Google’s YouTube still doesn’t make a profit, although it pulled in a big $4 billion in revenue in 2014, up from $3 billion in 2013.
Which begs the question: Would a traditional TV network/station group survive investor criticism with these kind of bottom-line results?
The problem seems to be that YouTube could have more direct contact with its one billion users each month. A huge part of its traffic, according to the Wall Street Journal, comes from links or video embedded on other sites.
YouTube, for many, is still one massive digital video platform, one with tens of thousands of video producers -- long, short, and mid-form videos. Sounds like a lot of choice.
Yes, we understand this is new, not traditional digital media. And that spells a different business model. How to get people more directed to YouTube? Perhaps YouTube actually needs to promote itself in a big way -- just like any other TV network/station.

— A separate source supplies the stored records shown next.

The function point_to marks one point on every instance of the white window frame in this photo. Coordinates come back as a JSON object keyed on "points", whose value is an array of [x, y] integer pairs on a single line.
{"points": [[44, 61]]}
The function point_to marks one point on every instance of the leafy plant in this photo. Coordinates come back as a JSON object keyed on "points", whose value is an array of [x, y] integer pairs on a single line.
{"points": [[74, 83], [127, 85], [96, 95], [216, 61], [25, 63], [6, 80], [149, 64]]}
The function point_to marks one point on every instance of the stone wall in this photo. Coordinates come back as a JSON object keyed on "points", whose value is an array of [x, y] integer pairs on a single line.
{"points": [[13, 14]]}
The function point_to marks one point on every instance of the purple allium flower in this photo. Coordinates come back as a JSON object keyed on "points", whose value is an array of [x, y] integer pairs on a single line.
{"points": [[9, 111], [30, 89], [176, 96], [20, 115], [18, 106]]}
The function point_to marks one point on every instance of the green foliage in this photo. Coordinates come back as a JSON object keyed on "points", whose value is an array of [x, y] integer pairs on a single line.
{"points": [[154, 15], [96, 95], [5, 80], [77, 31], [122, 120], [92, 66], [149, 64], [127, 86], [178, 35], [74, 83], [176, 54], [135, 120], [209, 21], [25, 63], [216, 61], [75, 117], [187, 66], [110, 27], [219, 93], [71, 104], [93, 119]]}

Traditional TV content providers like CBS, ABC or NBC wouldn’t have the same leeway to generate big revenues without profit. Those companies continue for look ways to control their content, all in an effort to monetize their premium video.

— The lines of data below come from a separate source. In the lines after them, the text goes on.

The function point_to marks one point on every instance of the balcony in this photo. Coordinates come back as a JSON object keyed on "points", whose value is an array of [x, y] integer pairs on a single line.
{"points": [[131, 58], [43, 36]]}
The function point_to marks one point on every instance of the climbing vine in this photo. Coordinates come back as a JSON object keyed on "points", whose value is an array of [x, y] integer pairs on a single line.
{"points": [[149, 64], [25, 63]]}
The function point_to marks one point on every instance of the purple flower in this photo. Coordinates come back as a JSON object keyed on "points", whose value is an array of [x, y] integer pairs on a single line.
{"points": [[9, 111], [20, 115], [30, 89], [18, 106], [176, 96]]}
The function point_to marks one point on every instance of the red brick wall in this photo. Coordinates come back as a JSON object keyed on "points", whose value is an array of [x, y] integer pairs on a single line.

Quality original digital TV series -- like “House of Cards” on Netflix or “Transparent” on Amazon -- may not be in the cards for YouTube yet. Still, the Journal says YouTube wants to up the quality of its existing on-air talent/video producers.
We have heard this before. YouTube has come up with a number of different business models to lure traditional and new video producers. But few have yielded breakout content with broad reach.
What would traditional TV producers say? It takes time, effort, and lots of trial and error -- TV development -- to see what works.